Critically, the displayed group averages of the oscillatory residuals (Figure 3—figure supplement 1A, right) underestimate the interindividual variability of the spindle frequency peak (Figure 3A, right; oscillatory residuals for all subjects at Cz). Even though we found the expected systematic spindle frequency increase in a frontoparietal cluster from adolescence to adulthood (Figure 3—figure supplement 1B; cluster test: p = 0.002, d = −0.87), both respective age groups showed a high degree of variability of the interindividual spindle peak.

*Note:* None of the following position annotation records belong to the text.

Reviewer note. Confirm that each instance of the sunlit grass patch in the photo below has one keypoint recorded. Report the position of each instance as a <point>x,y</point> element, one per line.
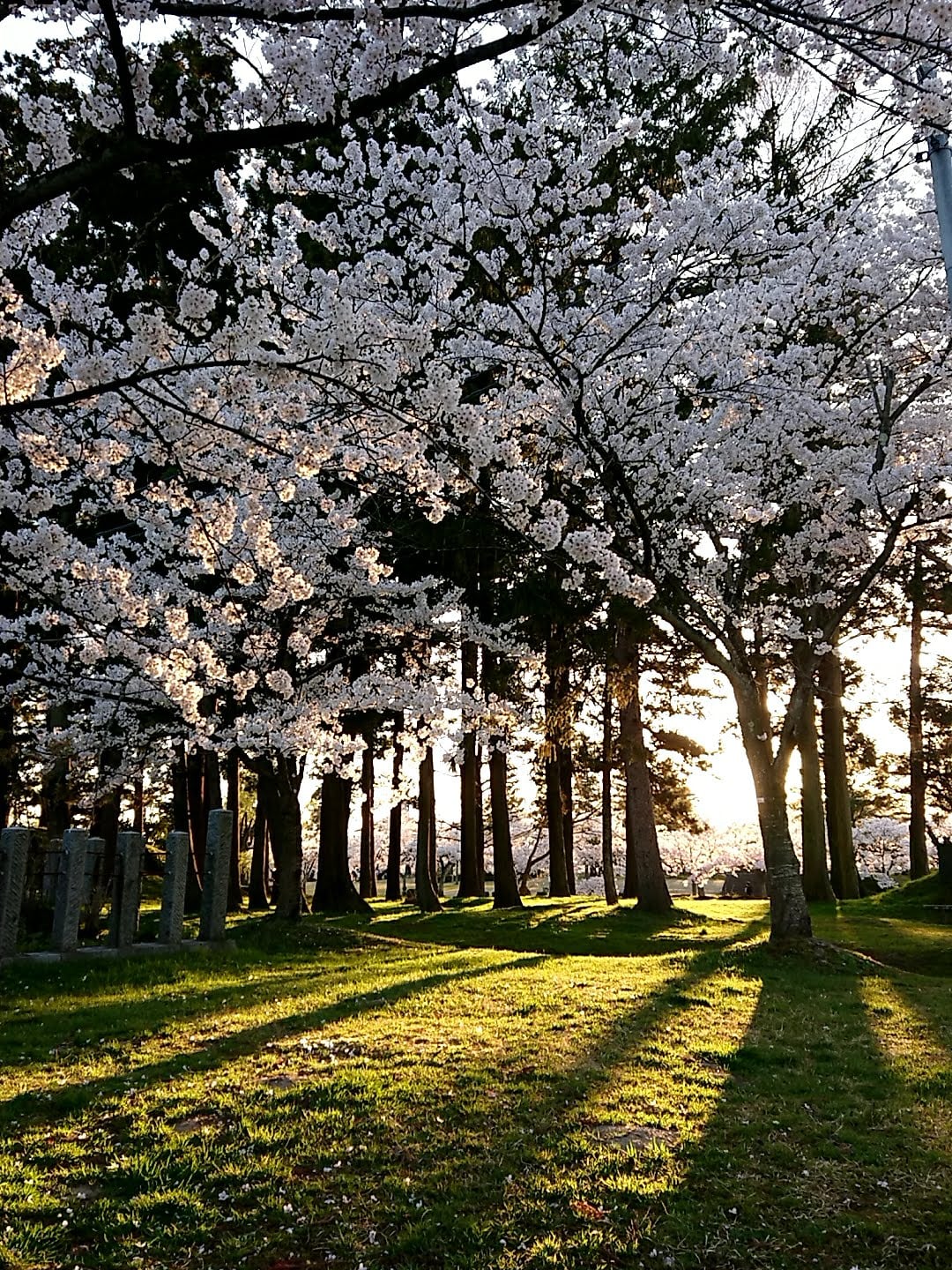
<point>564,1087</point>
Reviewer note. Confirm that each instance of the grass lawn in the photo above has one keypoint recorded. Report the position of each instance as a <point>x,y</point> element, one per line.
<point>562,1087</point>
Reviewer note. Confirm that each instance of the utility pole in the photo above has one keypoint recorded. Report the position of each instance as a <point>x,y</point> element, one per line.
<point>941,163</point>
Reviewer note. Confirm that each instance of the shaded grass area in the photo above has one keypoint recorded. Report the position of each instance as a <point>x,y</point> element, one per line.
<point>562,1087</point>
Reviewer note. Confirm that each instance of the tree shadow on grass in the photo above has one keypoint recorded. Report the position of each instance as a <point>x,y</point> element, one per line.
<point>68,1099</point>
<point>814,1156</point>
<point>569,929</point>
<point>435,1165</point>
<point>893,937</point>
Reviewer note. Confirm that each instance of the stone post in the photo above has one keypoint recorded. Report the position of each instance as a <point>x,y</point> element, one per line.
<point>215,883</point>
<point>173,914</point>
<point>14,848</point>
<point>69,891</point>
<point>123,918</point>
<point>93,884</point>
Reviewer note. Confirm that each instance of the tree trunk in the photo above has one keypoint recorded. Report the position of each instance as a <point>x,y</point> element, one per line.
<point>258,882</point>
<point>555,705</point>
<point>918,854</point>
<point>334,889</point>
<point>368,854</point>
<point>8,759</point>
<point>839,820</point>
<point>195,767</point>
<point>470,880</point>
<point>395,846</point>
<point>179,790</point>
<point>138,805</point>
<point>427,897</point>
<point>816,879</point>
<point>234,803</point>
<point>607,831</point>
<point>55,808</point>
<point>107,811</point>
<point>643,873</point>
<point>790,915</point>
<point>566,771</point>
<point>505,886</point>
<point>279,782</point>
<point>480,822</point>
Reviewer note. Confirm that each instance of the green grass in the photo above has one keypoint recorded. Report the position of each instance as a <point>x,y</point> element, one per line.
<point>564,1087</point>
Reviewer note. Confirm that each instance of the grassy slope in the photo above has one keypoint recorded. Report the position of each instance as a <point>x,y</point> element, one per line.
<point>560,1087</point>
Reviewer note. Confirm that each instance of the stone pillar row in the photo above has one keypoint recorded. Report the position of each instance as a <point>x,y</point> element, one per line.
<point>78,850</point>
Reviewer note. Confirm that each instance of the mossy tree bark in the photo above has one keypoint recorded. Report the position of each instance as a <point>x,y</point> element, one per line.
<point>643,873</point>
<point>918,852</point>
<point>839,818</point>
<point>395,846</point>
<point>427,897</point>
<point>334,886</point>
<point>471,882</point>
<point>607,766</point>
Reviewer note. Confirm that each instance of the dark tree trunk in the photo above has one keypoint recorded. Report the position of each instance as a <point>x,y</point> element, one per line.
<point>480,823</point>
<point>643,874</point>
<point>8,761</point>
<point>334,889</point>
<point>55,807</point>
<point>138,805</point>
<point>557,868</point>
<point>505,886</point>
<point>395,848</point>
<point>279,781</point>
<point>368,854</point>
<point>234,803</point>
<point>470,880</point>
<point>432,814</point>
<point>427,897</point>
<point>197,823</point>
<point>556,706</point>
<point>566,773</point>
<point>107,811</point>
<point>816,878</point>
<point>918,854</point>
<point>839,819</point>
<point>790,915</point>
<point>607,830</point>
<point>258,880</point>
<point>813,831</point>
<point>179,790</point>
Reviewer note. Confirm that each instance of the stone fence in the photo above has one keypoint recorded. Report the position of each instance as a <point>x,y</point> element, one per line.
<point>70,875</point>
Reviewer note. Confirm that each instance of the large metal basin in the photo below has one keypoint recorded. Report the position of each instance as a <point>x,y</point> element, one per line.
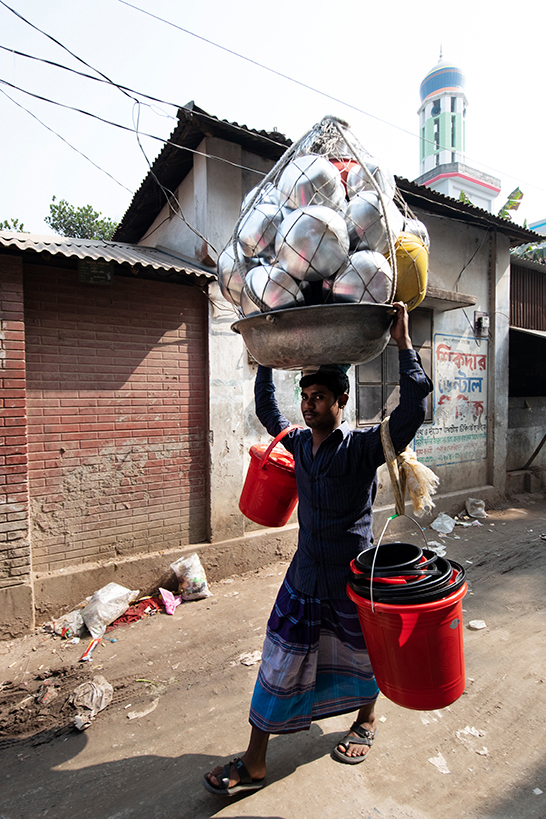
<point>323,334</point>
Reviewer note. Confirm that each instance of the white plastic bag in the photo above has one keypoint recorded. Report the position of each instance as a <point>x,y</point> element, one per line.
<point>443,524</point>
<point>105,606</point>
<point>192,581</point>
<point>69,625</point>
<point>475,508</point>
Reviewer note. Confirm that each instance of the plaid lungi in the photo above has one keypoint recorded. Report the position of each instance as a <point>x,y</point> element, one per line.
<point>314,664</point>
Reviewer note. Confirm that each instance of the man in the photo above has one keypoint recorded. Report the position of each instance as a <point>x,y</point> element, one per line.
<point>314,660</point>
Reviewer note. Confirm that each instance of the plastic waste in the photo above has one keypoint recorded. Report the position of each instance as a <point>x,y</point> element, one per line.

Based on these findings, we separated the oscillatory activity from the fractal activity for every subject at every electrode position to capture the individual features of SO and sleep spindle oscillations. We then used the extracted individual features from the oscillatory residuals to adjust SO and spindle detection algorithms (Hahn et al., 2020; Helfrich et al., 2018; Mölle et al., 2011; Staresina et al., 2015) to account for the spindle frequency peak shift and high interindividual variability. To ensure the simultaneous presence of the two interacting sleep oscillations in the signal, we followed a conservative approach and restricted our analyses to NREM3 sleep given the low co-occurrence rate in NREM2 sleep (Figure 3—figure supplement 1C, D) which can cause spurious coupling estimates (Hahn et al., 2020). Further, we only considered spindle events that displayed a concomitant detected SO within a 2.5-s time window.

We identified an underlying SO component (2 Hz low-pass filtered trace) in the spindle peak locked averages for adolescents and adults on single subject and group average basis (Figure 3—figure supplement 1E), indicating a temporally precise interaction between sleep spindles and SO that is clearly discernible in the time domain.

To further assess the interaction between SO and sleep spindles, we computed SO-trough-locked time–frequency representations (Figure 3—figure supplement 1F). Adolescents and adults revealed a shifting temporal pattern in spindle activity (11–16 Hz) depending on the SO phase. In more detail, spindle activity decreased during the negative peak of the SO (‘down-state’) but increased during the positive peak (‘up-state’). This temporal pattern and the underlying SO component in spindle event detection (Figure 3—figure supplement 1E) confirm the coordinated nature of the two major sleep oscillations in adolescents and adults.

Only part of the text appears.